As mudanças climáticas previstas para atingir o Brasil nas próximas décadas devem deixar áreas hoje já vulneráveis no Nordeste ainda mais pobres, com mais fome e com menos gente. Em linhas gerais, essa é a conclusão de um estudo, lançado hoje por pesquisadores da Universidade Federal de Minas Gerais (UFMG) e da Fiocruz, que buscou avaliar os impactos que o aquecimento global terá sobre as migrações e a saúde na região.

Agência Estado |

Os pesquisadores trabalharam com a premissa, apontada em agosto por estudo da Embrapa e da Unicamp, de que o aumento das temperaturas vai reduzir as áreas de baixo risco para a agricultura em todo o País, principalmente no Nordeste. A nova pesquisa detalhou essa perda agrícola e calculou os prejuízos econômicos e sociais que ela vai causar.

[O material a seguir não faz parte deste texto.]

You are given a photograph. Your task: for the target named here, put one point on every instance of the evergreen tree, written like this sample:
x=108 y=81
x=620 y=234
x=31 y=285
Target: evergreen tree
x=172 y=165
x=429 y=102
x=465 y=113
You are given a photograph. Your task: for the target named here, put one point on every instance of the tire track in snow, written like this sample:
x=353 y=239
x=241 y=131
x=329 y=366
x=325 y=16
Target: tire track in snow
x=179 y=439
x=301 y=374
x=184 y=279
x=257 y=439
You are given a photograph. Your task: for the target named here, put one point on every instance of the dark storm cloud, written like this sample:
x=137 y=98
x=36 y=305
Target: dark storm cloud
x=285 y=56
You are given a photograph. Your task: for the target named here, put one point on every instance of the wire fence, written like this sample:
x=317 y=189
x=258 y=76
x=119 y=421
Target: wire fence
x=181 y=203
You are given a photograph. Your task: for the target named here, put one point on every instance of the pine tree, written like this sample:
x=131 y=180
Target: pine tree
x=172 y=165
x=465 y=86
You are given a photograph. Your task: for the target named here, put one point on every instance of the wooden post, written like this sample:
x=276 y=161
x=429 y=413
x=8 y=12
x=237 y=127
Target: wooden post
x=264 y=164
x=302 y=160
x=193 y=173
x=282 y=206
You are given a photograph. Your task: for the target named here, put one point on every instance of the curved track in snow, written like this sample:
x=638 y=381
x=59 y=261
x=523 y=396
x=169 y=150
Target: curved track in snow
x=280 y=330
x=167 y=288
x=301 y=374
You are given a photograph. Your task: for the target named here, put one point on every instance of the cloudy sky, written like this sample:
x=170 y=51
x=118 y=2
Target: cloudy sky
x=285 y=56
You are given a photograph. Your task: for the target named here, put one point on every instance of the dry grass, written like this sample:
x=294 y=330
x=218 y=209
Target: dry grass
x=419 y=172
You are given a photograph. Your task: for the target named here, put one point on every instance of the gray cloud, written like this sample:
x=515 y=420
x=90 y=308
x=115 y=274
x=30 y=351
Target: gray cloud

Pelas contas, o aquecimento deve promover uma redução de 11,4% no PIB da região até 2050. Isso deve ser resultado da redução expressiva da área agricultável. Os Estados mais afetados, segundo o trabalho, deverão ser Ceará (-79,6% de terra apta), Piauí (-70,1%), Paraíba (-66,6%) e Pernambuco (-64,9%). Esses números valem para o pior cenário, que prevê aumento de 4°C na temperatura do Nordeste até 2070. As informações são do jornal O Estado de S. Paulo.